Online Tracking Technologies, HIPAA, and the Warby Parker Penalty
HHS Office for Civil Rights warns that when covered entities or business associates use Tracking Technologies that collect PHI and disclose it to third-party vendors, that can be an impermissible disclosure violating the HIPAA Privacy Rule. In February 2025 OCR imposed a $1.5 million penalty on Warby Parker for HIPAA Security Rule failures.
HHS Office for Civil Rights (OCR) guidance states that when covered entities or business associates use Tracking Technologies - cookies, pixels, and web or app trackers - that collect PHI and disclose it to third-party tracking vendors, that disclosure can be an impermissible disclosure violating the HIPAA Privacy Rule. Regulated entities must configure user-authenticated pages so trackers use or disclose PHI only as the Privacy Rule allows.

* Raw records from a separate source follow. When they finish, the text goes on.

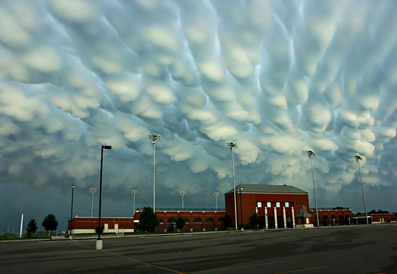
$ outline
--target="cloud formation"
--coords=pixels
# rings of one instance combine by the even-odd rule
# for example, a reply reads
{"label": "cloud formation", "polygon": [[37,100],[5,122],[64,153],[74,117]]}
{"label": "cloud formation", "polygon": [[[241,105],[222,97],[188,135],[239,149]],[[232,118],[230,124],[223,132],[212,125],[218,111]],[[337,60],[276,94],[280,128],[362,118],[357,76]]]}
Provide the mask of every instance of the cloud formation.
{"label": "cloud formation", "polygon": [[366,185],[395,187],[397,8],[388,0],[3,1],[0,184],[96,186],[107,144],[111,191],[139,189],[139,204],[150,205],[146,136],[155,132],[160,207],[179,205],[161,193],[176,200],[187,190],[197,195],[192,206],[208,207],[213,191],[229,190],[230,140],[238,183],[310,192],[305,151],[313,149],[325,203],[357,180],[357,153]]}

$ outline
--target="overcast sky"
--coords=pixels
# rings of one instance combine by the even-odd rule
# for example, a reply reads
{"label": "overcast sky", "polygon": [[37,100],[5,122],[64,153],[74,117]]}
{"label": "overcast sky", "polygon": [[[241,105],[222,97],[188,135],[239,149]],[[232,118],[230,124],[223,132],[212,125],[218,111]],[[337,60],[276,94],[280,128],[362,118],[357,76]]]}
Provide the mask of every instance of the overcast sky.
{"label": "overcast sky", "polygon": [[[314,207],[397,211],[393,0],[3,0],[0,231],[91,214],[214,208],[214,191],[286,184]],[[98,193],[94,215],[97,215]]]}

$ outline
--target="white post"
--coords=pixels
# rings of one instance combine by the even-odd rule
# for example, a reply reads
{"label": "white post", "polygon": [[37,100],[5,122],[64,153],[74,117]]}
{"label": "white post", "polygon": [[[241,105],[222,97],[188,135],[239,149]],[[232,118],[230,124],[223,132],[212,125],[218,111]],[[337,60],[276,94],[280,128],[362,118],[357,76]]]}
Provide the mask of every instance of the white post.
{"label": "white post", "polygon": [[284,228],[287,228],[287,219],[285,218],[285,207],[282,207],[282,218],[284,220]]}
{"label": "white post", "polygon": [[19,238],[22,238],[22,228],[23,226],[23,213],[21,216],[21,228],[19,229]]}
{"label": "white post", "polygon": [[277,209],[276,207],[274,207],[274,209],[273,211],[273,213],[274,213],[274,226],[276,228],[276,229],[277,229]]}

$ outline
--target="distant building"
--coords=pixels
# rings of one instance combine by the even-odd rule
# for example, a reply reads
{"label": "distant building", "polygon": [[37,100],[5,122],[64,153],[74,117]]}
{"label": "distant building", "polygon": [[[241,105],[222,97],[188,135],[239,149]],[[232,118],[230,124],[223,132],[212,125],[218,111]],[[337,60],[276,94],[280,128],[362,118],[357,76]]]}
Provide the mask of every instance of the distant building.
{"label": "distant building", "polygon": [[[240,195],[240,188],[241,189]],[[236,187],[238,225],[249,222],[257,213],[265,228],[317,226],[316,209],[309,210],[308,193],[287,185],[239,184]],[[225,194],[226,212],[234,226],[233,189]],[[352,213],[348,209],[319,209],[320,226],[351,224]]]}
{"label": "distant building", "polygon": [[[240,190],[240,188],[241,189]],[[309,207],[308,192],[287,185],[241,184],[236,187],[238,226],[247,224],[250,217],[257,213],[262,219],[264,228],[288,228],[313,227],[317,225],[316,209]],[[222,230],[225,215],[232,219],[231,227],[235,227],[234,197],[233,189],[225,194],[225,209],[156,209],[160,225],[156,231],[176,231],[176,219],[179,217],[185,221],[182,231]],[[137,209],[133,217],[101,218],[104,233],[119,233],[134,232],[139,222],[142,209]],[[364,223],[365,216],[353,216],[348,208],[319,208],[320,226],[341,225]],[[394,214],[371,214],[370,222],[396,222]],[[72,220],[73,234],[95,233],[98,218],[75,217]],[[69,224],[70,225],[70,224]]]}
{"label": "distant building", "polygon": [[[135,223],[139,222],[139,214],[143,209],[137,209],[134,215]],[[224,230],[225,214],[223,209],[156,209],[160,219],[156,232],[176,231],[176,219],[180,217],[185,220],[184,231]]]}
{"label": "distant building", "polygon": [[[394,213],[368,214],[368,223],[386,223],[397,222]],[[358,214],[353,216],[354,224],[365,224],[365,214]]]}
{"label": "distant building", "polygon": [[[72,234],[94,233],[98,221],[98,217],[74,217],[71,222]],[[119,234],[134,231],[132,217],[101,217],[101,224],[104,227],[103,233]],[[70,220],[67,228],[70,231]]]}

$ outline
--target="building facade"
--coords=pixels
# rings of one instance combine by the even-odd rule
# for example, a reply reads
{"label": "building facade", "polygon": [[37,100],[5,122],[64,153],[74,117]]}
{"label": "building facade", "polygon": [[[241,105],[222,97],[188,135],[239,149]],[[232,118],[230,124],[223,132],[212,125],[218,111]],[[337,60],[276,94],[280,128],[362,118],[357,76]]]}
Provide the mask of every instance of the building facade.
{"label": "building facade", "polygon": [[[139,216],[142,212],[142,209],[137,209],[135,211],[134,215],[135,223],[139,222]],[[226,211],[221,210],[156,209],[156,214],[160,219],[160,225],[156,228],[156,231],[176,231],[176,219],[180,217],[185,220],[182,232],[224,230],[226,229],[225,214]]]}
{"label": "building facade", "polygon": [[[132,217],[101,217],[103,233],[119,233],[134,232]],[[98,227],[98,217],[74,217],[71,219],[71,234],[95,233]],[[70,231],[70,220],[67,223]]]}
{"label": "building facade", "polygon": [[[316,209],[309,209],[308,193],[301,189],[287,185],[242,184],[236,187],[235,193],[238,226],[248,223],[254,213],[263,219],[265,228],[317,225]],[[235,223],[234,199],[233,189],[225,194],[232,226]],[[320,226],[352,224],[353,215],[348,208],[320,209],[318,213]]]}

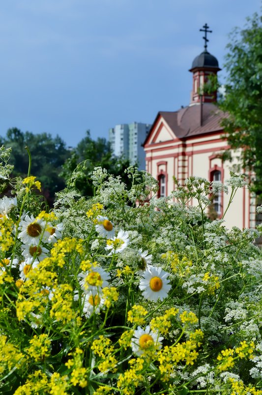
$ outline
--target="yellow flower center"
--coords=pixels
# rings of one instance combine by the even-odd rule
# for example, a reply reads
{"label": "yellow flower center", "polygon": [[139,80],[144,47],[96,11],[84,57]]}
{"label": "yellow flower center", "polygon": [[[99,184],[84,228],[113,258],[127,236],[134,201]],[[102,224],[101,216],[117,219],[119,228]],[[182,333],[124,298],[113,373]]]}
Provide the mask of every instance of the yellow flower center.
{"label": "yellow flower center", "polygon": [[139,345],[141,348],[148,348],[154,343],[153,338],[150,335],[145,333],[140,336],[139,339]]}
{"label": "yellow flower center", "polygon": [[27,274],[28,273],[30,269],[31,269],[31,265],[25,265],[24,267],[23,271],[24,274],[26,276]]}
{"label": "yellow flower center", "polygon": [[101,276],[97,272],[89,273],[87,278],[87,281],[90,285],[96,286],[100,283],[102,280]]}
{"label": "yellow flower center", "polygon": [[4,258],[0,262],[0,266],[5,267],[7,266],[10,263],[10,260],[6,258]]}
{"label": "yellow flower center", "polygon": [[40,293],[42,293],[42,295],[49,295],[50,293],[50,291],[49,289],[46,289],[45,288],[44,289],[41,289],[40,291]]}
{"label": "yellow flower center", "polygon": [[113,229],[113,224],[108,219],[105,219],[103,221],[103,226],[106,230],[108,230],[109,232]]}
{"label": "yellow flower center", "polygon": [[41,247],[31,246],[29,249],[29,253],[32,256],[39,256],[42,252]]}
{"label": "yellow flower center", "polygon": [[27,232],[31,237],[37,237],[41,234],[42,228],[39,223],[30,223],[27,227]]}
{"label": "yellow flower center", "polygon": [[101,299],[98,295],[96,295],[95,296],[90,295],[89,297],[88,302],[92,306],[97,306],[97,305],[99,304],[100,301]]}
{"label": "yellow flower center", "polygon": [[152,291],[160,291],[163,287],[163,282],[160,277],[152,277],[149,283],[150,287]]}
{"label": "yellow flower center", "polygon": [[18,288],[20,288],[24,284],[24,281],[22,279],[19,279],[15,282],[15,285]]}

Companies not covered by HIPAA still must protect health information under the FTC Act (which prohibits unfair or deceptive practices), even when a third party built their website or app.
In February 2025 HHS OCR imposed a $1.5 million penalty on Warby Parker for violating the HIPAA Security Rule after a 2018 credential-stuffing attack exposed about 200,000 customers' information. OCR found Warby Parker failed to conduct a risk analysis, implement security measures such as multi-factor authentication, and review system activity logs.